With a trade war truce, China must make good on its promise to the US to review its economic policies

  • Tom Plate says Beijing needs the help of its think tanks to amend the policies and practices that are unfair to its trading partners, including the US, and this means allowing its scholars the freedom to explore ideas and solutions
Fragile ceasefires are not the sharpest knife in diplomacy’s kitchen drawer, but they are better than abandoning a firefight and allowing it to roar on. The tariff war that US President Donald Trump ignited on the hefty kindling of China’s self-styled “socialism with Chinese characteristics” has been put on slow burn for the time being. Further tariffs are on hold while teams of American and Chinese negotiators slog through a nightmare list of trade issues.

Will this lowering of the temperature on trade tariffs ease the tension in US-China relations in other respects? Tariffs by themselves are not an end point but rather an intermediate “ways and means” of projecting strategic sovereign intent and interest. Trying to inflict pain on China economically will not ease the economic problems in America, but could viciously intensify political fissures between the two countries, as mutual trust is eroded.

The Western news media won’t say it, but in fact President Xi Jinping’s government is to be applauded for implicitly agreeing to take a long look at how its structures of trade and economic policy cause needless misunderstanding, irritation and even paranoia, including and especially with the US.

If a good-faith review by the Chinese government and its many think tanks yields the thoroughness and incisiveness of which China is capable, Beijing will not impair its “Chinese dream” in the least: “containing” its own brand of economic nationalism will only add to its appeal as a world power.

To this end, China’s impressive army of think tanks, which in Xi’s official rhetoric at least are accorded importance and respect, must be free to explore ideas. Without a central-government green light to play with ideas, rather than simply recycle or repackage already approved ones, the country’s policy intellectuals will sink into mediocrity and irrelevance, especially if the Communist Party is going to peck away at every little thing like some old hen.

Let a thousand ideas bloom by encouraging (not crowding and defenestrating) the bloomers. Let them tend their gardens without the government always proposing to do the weeding. Let them take chances and mix it up with their Western interlocutors. Both sides have things to learn.

Xi’s China is truly at an identity crossroads. The great potential uptick in China’s global profile will not come from flexing military muscle, despite its naval and air build-up, but from belief in a steady, authentic press of soft power. Cultural diplomacy is needed: too much Sparta and not enough Athens will lock China into future wars, not enduring peace.

Maybe I put too much on brains over brawn but China’s trump card, as it were, will be its core of universities and think tanks, not its corps of ZTZ-99 tanks and all that. China may field as many think tanks as the US and some of them may be as good as our best (Rand, Centre for Strategic and International Studies, Brookings, and so on).

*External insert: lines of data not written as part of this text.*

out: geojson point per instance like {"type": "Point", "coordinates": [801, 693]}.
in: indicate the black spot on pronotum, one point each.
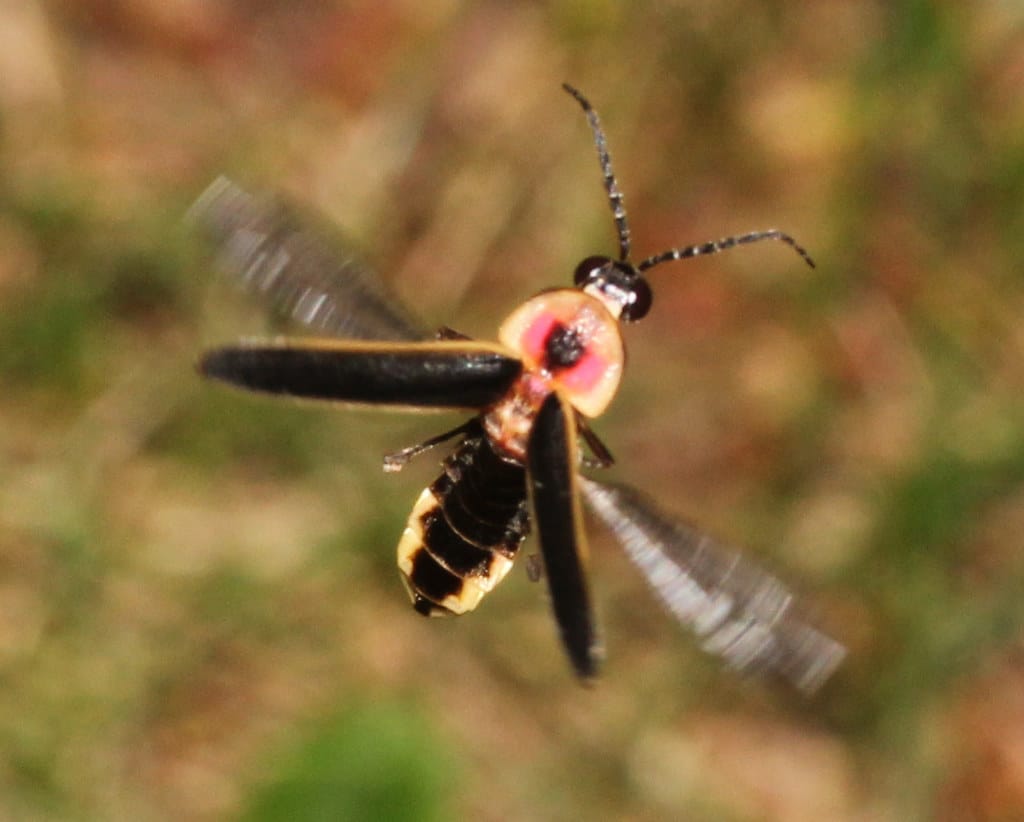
{"type": "Point", "coordinates": [563, 347]}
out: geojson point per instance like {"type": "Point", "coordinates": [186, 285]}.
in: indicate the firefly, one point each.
{"type": "Point", "coordinates": [516, 464]}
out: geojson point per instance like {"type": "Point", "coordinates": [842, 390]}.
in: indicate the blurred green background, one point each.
{"type": "Point", "coordinates": [200, 615]}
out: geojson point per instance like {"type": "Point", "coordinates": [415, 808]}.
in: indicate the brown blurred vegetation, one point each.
{"type": "Point", "coordinates": [199, 611]}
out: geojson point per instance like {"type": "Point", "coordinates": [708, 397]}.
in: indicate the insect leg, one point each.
{"type": "Point", "coordinates": [396, 460]}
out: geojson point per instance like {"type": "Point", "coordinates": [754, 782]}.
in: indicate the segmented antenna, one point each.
{"type": "Point", "coordinates": [619, 210]}
{"type": "Point", "coordinates": [716, 246]}
{"type": "Point", "coordinates": [610, 185]}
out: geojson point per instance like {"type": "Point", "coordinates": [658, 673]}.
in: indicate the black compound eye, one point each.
{"type": "Point", "coordinates": [639, 305]}
{"type": "Point", "coordinates": [588, 268]}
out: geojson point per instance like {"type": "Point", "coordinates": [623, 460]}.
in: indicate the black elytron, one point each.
{"type": "Point", "coordinates": [556, 365]}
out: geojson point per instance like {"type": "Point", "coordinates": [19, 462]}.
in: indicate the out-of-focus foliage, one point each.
{"type": "Point", "coordinates": [200, 615]}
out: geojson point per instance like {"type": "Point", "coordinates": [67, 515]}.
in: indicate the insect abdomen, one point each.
{"type": "Point", "coordinates": [464, 531]}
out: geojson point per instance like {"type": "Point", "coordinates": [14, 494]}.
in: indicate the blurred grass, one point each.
{"type": "Point", "coordinates": [199, 611]}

Is Trump getting the best advice? Would he recognise it if it were in front of him? He would have been wiser not to have tariff-baited in the first place; but perhaps the president is beginning to sense that down that bumpy tariff road lurks the nightmare prospect of economic warfare that might never end. Combative by nature though he is, he could hardly be a fan of that. Not all tunnels end in light.

This past weekend offered the welcome reminder that America breeds statesmen as well as cowboys. Sad though the news of the death, at 94, of the 41st US president was, it wafted over the country like a layer of perfume: George H.W. Bush was overall a very good president, particularly on the issue of China relations. To be sure, few tears will be shed by Iraqis, who will never forgive him for fathering George W. Bush, the 43rd president who ordered the dreadful Iraq invasion that killed countless people.

In the US, the news all but drowned out the Trump tariff drama in Argentina.

Bush Senior’s public image was not that of the Texas cowboy (as with “W”) but of the New England (Kennebunkport) gentleman. Bush Senior did not become a statesman only after receiving the White House “Leader of the Free World” makeover upon election in 1989, but was born that way.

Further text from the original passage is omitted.